Cuisance und das Prinzip Borussia
Gladbachs umworbener Spieler verkörpert Max Eberls Idee des „Karrierevereins“.
MÖNCHENGLADBACH Michael Cuisance war in der vergangenen Saison der große Aufsteiger bei Borussia Mönchengladbach. 26 Pflichtspieleinsätze hatte der 18-Jährige in seiner ersten Bundesliga-Saison, er nutzte die Chance, die die Verletzungsmisere der Borussen bot. Nun gibt es keine Verletzten mehr, die Konkurrenz im zentralen Mittelfeld ist groß und Cuisance, nun 19 Jahre alt, hat bisher nur wenige Einsatzminuten bekommen. Im Gespräch ist er trotzdem: Er wird mit Frankreichs Spitzenklub Paris Saint-Germain in Verbindung gebracht. Dort ist der deutsche Trainer Thomas Tuchel auf der Suche nach einem Nachfolger von Thiago Motta, der aufgehört hat.
Bei Gladbachs Sportdirektor Max Eberl ist das Ganze auch nur als Gerücht angekommen, konkrete Anfragen aus Frankreich gibt es nicht. Ohnehin kann er die Geschichte entspannt angehen, hat er doch längst mit Cuisance bis 2023 verlängert. Was bedeutet: Wer den Hochbegabten haben will, wird viel mehr zahlen müssen, als die vom Portal transfermarkt.de geschätzte Ablösesumme von 7,5 Millionen Euro. So oder so wäre es ein Geschäft mit fast komplettem Gewinn: Eberl holte Cuisance 2017 für 250.000 Euro aus Nancy. „Unser Plan ist aber nicht, interessante Spieler für Top-Klubs zu haben, sondern Talente zu finden, sie zu entwickeln und mit ihnen sportlichen Erfolg bei Borussia zu haben. Dass sie dann im Schaufenster stehen, ist logisch“, sagt Eberl.

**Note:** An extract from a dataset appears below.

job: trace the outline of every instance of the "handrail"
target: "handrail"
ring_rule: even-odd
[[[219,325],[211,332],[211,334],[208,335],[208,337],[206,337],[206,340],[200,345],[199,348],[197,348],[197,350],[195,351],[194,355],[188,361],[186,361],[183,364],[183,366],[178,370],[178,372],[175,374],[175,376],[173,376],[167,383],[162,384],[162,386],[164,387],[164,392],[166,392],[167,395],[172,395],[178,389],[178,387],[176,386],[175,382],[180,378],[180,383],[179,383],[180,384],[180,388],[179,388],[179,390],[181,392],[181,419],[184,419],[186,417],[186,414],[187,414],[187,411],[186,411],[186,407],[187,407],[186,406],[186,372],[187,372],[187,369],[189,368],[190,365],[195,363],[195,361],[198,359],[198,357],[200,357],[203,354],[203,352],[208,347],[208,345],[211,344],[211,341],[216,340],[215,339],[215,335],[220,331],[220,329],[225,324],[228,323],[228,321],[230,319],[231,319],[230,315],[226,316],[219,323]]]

2012 ging Marco Reus für 17,1 Millionen Euro zu Borussia Dortmund, 2014 wechselte Marc-André ter Stegen für zwölf Millionen Euro zum FC Barcelona, 2016 überwies der FC Arsenal 45 Millionen Euro für Gra- nit Xhaka. 2012, als Borussia Vierter wurde, entschwand in Reus, Dante und Roman Neustädter die gesamte zentrale Achse. Nun sind Spieler wie der aktuelle Top-Torschütze der Bundesliga, Thorgan Hazard, stets im Fokus der großen Vereine. „Aber wir sind inzwischen so weit, dass wir Thorgan im Sommer nicht verkaufen mussten“, sagt Eberl. Dass Borussia indes ein „Ausbildungsverein“sei, dagegen wehrt er sich: „Wir sind eher ein Karriereverein.“
Hazard, aber auch Cuisance, gehören zu „vielen interessanten Spielern, die wir haben“, sagt Eberl. „Interessant“bedeutet unter Umständen: viel Geld. „Zu unserer Idee gehört auch, dass wir sportlichen Erfolg in Form von Transfererlösen haben, die wir dann ins Team investieren“, sagt Eberl.
Man könnte es strategische Transfers nennen. Wie im Sommer, als Borussia den Dänen Jannik Vestergaard für 25 Millionen Euro an Southampton verkaufte. Eberl holte dafür Mittelstürmer Alassane Plea, der ein wesentlicher Erfolgsfaktor in dieser Saison ist. Eberls Formel: Erfolg haben, Erfolg zu Geld und Geld zu Erfolg machen.